Diff            Panrank  BigRank       Name                                    Who's Dat?
-472241      8052         480293  'Alexandra Stan'                       Romanian singer and model
-484757      11086      495843  'Serge Haroche'                         French Nobel Prize winner in Physics, 2012
-493874      9471        503345  'Lola Pagnani'                            Italian actress
-495688      11148      506836  'Stephane Lannoy'                    French soccer referee
-497360      10133      507493  'Olivier Giroud'                         French soccer player
-517354      11160      528514  'Wouter Weylandt'                   Belgian professional cyclist killed in 2011
-525449      9576        535025  'Nathalia Dill'                            Brazilian television actress
-525475      10601      536076  'Milos Zeman'                           Current president of the Czech Republic
-525633      11232      536865  'David J. Wineland'                  Nobel Prize winner in Physics, 2012
-526148      10774      536922  'Gianluca Ramazzotti'             Italian singer-songwriter
-555909      11029      566938  'Linda Maria Baros'                 Contemporary French poet
-558970      10942      569912  'Jules A. Hoffmann'                  French Nobel Prize winner in Medicine, 2011
-573789      11144      584933  'Pastora Soler'                           Spanish Eurovision singer
-581161      11286      592447  'Sun Yang'                                Chinese Olympic swimmer
-601660      10310      611970  'Kevin Grobkreutz'                 German soccer player
-607491      11318      618809  'Missy Franklin'                      American Olympic Swimmer, 2012
-613223      11278      624501  'Brian Kobilka'                        American Nobel Prize winner in Medicine, 2011
-632278      11224      643502  'Lobsang Sangay'                    Prime minister in exile for Tibet
-685152      10556      695708  'Bernice Bejo'                          French-Argentine actress
-689256      11296      700552  'Vaclav Pilar'                            Czech soccer player
-693543       9577       703120  'Raphael Varane'                      French soccer player
-717448       11231     728679  'Ludmilla Radchenko'            Russian model and active 
-751460       10907     762367  'Anton Lamazares'                   Contemporary Spanish painter
-803441       11270      814711  'Petr Jiracek'                             Czech soccer player

These people are generally Europeans, who have the easiest time rising to the Pantheon Wikipedia language threshold.   They are also all very contemporary figures, many of who achieved their greatest renown for achievements occurring after the Wikipedia edition we analyzed in our rankings (October 11, 2010), so presumably they would be ranked somewhat higher if we reran our analysis today.
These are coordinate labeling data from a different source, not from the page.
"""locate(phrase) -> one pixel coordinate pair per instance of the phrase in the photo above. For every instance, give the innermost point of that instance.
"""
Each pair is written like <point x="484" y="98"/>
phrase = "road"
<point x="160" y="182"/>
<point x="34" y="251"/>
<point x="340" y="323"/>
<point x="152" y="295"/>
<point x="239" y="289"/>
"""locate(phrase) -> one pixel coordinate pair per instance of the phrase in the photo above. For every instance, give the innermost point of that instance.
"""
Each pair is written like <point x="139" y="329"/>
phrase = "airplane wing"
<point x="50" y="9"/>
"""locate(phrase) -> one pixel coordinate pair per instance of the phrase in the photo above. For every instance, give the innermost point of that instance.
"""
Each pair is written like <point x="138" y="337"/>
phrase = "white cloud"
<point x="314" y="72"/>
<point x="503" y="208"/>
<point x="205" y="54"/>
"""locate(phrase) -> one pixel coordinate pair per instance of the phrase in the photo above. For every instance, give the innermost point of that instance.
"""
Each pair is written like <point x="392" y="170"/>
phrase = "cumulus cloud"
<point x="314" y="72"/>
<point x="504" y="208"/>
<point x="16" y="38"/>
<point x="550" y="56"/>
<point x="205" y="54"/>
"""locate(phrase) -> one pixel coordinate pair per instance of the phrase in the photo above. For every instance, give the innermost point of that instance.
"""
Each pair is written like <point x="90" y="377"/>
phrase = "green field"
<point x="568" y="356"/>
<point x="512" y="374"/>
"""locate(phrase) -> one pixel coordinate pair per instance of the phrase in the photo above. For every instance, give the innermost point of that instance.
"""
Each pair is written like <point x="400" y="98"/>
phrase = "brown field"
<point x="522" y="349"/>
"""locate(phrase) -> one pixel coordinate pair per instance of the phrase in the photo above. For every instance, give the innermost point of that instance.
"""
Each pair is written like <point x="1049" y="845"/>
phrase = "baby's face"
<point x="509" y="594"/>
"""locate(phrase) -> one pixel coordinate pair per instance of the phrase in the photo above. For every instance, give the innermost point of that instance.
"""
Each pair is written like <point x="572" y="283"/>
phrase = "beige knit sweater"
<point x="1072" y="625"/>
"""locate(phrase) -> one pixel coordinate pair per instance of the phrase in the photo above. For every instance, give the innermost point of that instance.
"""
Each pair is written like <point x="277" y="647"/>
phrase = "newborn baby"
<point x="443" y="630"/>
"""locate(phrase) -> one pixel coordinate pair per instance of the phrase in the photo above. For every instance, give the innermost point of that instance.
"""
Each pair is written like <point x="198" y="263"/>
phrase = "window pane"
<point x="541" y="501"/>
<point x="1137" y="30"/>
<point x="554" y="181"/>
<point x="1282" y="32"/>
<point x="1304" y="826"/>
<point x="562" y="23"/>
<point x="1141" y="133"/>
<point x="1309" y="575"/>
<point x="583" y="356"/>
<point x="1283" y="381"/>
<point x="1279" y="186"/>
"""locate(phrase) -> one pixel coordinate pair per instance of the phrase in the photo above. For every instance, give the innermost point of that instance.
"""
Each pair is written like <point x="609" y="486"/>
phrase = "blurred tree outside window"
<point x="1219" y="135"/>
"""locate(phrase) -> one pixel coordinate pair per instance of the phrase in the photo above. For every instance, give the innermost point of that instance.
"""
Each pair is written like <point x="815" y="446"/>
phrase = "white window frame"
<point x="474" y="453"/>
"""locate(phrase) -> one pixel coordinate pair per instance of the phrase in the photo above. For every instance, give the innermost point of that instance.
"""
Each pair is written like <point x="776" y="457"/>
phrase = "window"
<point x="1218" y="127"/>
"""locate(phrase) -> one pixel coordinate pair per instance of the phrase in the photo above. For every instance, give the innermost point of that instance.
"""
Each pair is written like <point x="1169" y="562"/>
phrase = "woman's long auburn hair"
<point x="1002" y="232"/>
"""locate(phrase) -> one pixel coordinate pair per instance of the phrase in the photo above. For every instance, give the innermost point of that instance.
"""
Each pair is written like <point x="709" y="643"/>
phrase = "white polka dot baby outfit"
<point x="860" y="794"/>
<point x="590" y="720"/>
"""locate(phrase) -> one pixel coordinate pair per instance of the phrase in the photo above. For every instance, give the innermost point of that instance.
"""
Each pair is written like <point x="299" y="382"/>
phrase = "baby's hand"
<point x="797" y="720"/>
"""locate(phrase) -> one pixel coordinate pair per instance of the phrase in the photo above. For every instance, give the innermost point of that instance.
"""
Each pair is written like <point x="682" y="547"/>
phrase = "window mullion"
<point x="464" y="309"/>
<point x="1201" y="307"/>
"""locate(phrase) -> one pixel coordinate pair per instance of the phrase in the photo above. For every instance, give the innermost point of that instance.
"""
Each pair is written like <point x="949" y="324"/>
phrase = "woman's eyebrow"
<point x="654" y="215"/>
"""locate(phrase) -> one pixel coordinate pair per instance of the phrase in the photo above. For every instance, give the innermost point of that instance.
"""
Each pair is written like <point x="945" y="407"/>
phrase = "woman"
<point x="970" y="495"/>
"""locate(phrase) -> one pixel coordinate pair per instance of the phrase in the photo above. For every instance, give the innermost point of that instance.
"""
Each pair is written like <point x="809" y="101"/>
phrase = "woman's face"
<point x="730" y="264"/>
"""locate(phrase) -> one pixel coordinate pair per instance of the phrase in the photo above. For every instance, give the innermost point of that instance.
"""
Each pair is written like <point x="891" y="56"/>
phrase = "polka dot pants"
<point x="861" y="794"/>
However, I personally only recognized one name here, and it required some prompting. Bernice Bejo was the lead actress in "The Artist" which, by the way, was a wonderful picture.   These people would generally not be in my 12,000 most significant (or famous) historical figures, but Pantheon's objectives are somewhat different than ours.   My guess is the both groups are content with our ranking differences given our different motivations.